Written by Frank Miller
Art by John Romita Jr.
and Danny Miki
Published by DC Comics
The previous outings of Frank Miller’s take on the Man of Steel were less than stellar. Unfortunately, Miller’s grand finale not only falls in the same league, but it’s also the worst one of the bunch.
Yes, Superman meets Lois Lane, Batman, and Wonder Woman for the first time. Those moments under Miller’s creative stewardship should have been legendary.
Sadly, they’re underwhelming and felt almost inauthentic, which is really weird considered who wrote this book.
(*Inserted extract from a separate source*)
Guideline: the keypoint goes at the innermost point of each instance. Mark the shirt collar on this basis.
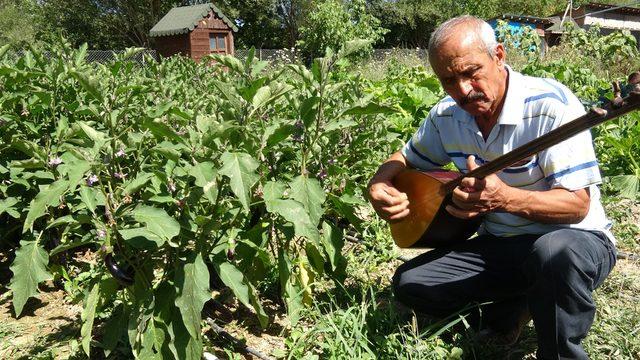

There was absolutely no payoff to seeing Superman rescue Lois Lane for the first time. There was a tiny bit of will they, won’t they, but that was it. Later, Lois reported a Superman story on the scene, but she would have done that anyway. It didn’t have to be a romantic deal, especially since we know where Superman ends up in the relationship department. It just had to be different. However, there was nothing.
Batman v. Superman: Dawn of Justice is a masterpiece compared to how the DC trinity met here for the first time.
Batman comes off as a cocky frat boy who thinks he’s going to punch Superman into submission and is uncharacteristically unprepared. Wonder Woman broke up the “fight” and essentially formed the Justice League with two sentences. Why would anyone stop what they’re doing and ultimately listen to someone they just met?
A slight twist involving a popular Superman villain came out of nowhere and without rhyme or reason. The individual behind the mysterious and confusing narration is revealed and ultimately disappointing because it implies a sequel is in the works, which, no, just, no.
When it comes to the book’s illustrative features, John Romita Jr. and Danny Miki provide energy with each turn of the page. The character work is well-rendered, and the color pallet fills out the panels quite nicely. The artwork is excellent but not enough to balance out a lackluster narrative.
In some respects, it appeared as if Frank Miller wanted to write an Aquaman story instead of Superman.
In other aspects, Year One felt like a first draft that banked on the reputation of his previous work to anchor this series. Not only were the ideas presented uninspired, but the execution is also at best, haphazard. The art department, on the other hand, came to work. It’s hard to believe someone read this at the publishing level and genuinely believed this story would knock our socks off.
This issue and the series as a whole is a hollow cash grab banking on the name of its famed author.